2005.02.03
【天文シリーズ】遠い距離の星はどうやって測る?~三角測量以外の方法
今回は以前、紹介した星までの距離を測定する代表的な方法「三角測量」では測量できない遠くの星までの距離を星の色や明るさで測る方法をご紹介します。
しかしその一方で,地球の軌道の大きさに比べて恒星までの距離はあまりにも遠いため,最も近い星でも0.0004°と非常に小さな角度しか変化しません。その小さな角度を識別する必要があります。もちろんその他の星はそれより遠いので,更に小さな角度を識別する必要があります。従ってこの方法ではあまり遠くまで測定することが出来ません。実は太陽の近くにある一部の星を除いて,ほとんどの星はこの方法では距離を十分正確に測定することが出来ません。
それでは,三角測量では測定できない遠くの星までの距離はどのようにして測定するのでしょうか。先人はすでに三角測量で距離測定が出来ている星々を研究し,三角測量では測れないような遠い星の距離測定方法を見出していきました。ここでは星の色を用いて距離の推定を行う,分光視差という方法を紹介します。
三角測量で測定し,距離を見積もることが出来ると,その星々に関しては距離と観測される見かけ上の明るさが分かるわけですから,その2つから絶対的な明るさがわかります。その絶対的な明るさと星の色の関係を調べると,その両者にある関係が存在することが分かりました。星々には様々な色がありますが,その各色に対してそれぞれ様々な明るさの星があるのではなくて,ほとんどの星は色が決まると絶対的な明るさが決まっており,赤く光る星は暗く輝き,青い星は明るく輝くという事実を発見しました。
従って,以上の関係を用いれば,星の色を知る事で星の絶対的な明るさが予想できます。
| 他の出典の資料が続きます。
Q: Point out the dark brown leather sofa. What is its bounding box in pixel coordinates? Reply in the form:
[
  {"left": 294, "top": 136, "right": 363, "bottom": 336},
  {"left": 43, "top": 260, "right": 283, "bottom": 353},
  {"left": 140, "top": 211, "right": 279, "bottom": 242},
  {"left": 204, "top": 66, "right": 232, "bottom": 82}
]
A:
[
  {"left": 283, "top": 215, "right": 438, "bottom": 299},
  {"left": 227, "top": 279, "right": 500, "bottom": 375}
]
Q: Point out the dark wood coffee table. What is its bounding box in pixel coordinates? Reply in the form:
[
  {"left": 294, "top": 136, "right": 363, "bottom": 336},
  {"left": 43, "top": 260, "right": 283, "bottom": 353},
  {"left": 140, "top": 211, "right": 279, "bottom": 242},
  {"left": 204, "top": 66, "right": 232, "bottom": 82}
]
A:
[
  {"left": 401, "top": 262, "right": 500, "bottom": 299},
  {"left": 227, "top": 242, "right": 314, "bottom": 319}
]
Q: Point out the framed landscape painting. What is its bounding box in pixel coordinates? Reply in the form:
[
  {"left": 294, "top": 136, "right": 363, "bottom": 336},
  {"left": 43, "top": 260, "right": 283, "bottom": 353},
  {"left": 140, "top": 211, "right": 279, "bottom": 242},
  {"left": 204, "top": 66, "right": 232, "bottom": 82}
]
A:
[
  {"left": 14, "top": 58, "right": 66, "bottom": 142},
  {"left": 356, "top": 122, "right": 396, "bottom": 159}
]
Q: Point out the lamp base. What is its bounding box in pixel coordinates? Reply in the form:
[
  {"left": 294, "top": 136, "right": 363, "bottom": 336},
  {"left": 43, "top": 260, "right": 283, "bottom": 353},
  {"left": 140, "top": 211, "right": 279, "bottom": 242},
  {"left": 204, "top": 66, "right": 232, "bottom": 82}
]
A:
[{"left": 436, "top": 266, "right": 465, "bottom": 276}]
星の色は距離に関係なく同じに見えますので(実際には宇宙空間に存在する塵などの影響により青い光ほど吸収を受ける効果が大きく赤みを帯びてしまい,若干色が変化を受けてしまいます。)星の色をただ観測するだけで,その星の絶対的な明るさを見積もることが出来ます。絶対的な明るさを見積もることが出来れば,見かけの明るさを観測する事で星までの距離が予想できます。
ここで示した色による距離の測定方法は,すでに三角測量を用いて直接的に距離を測定した星々を使って,星の色と明るさの関係を見出し,その法則を使って直接三角測量で測れない星に対して星の色から星の距離を求めるものです。この方法は三角測量が正しいことを前提にして,その上に成り立っているものなので信頼性に関しては三角測量に比べて劣ることになります。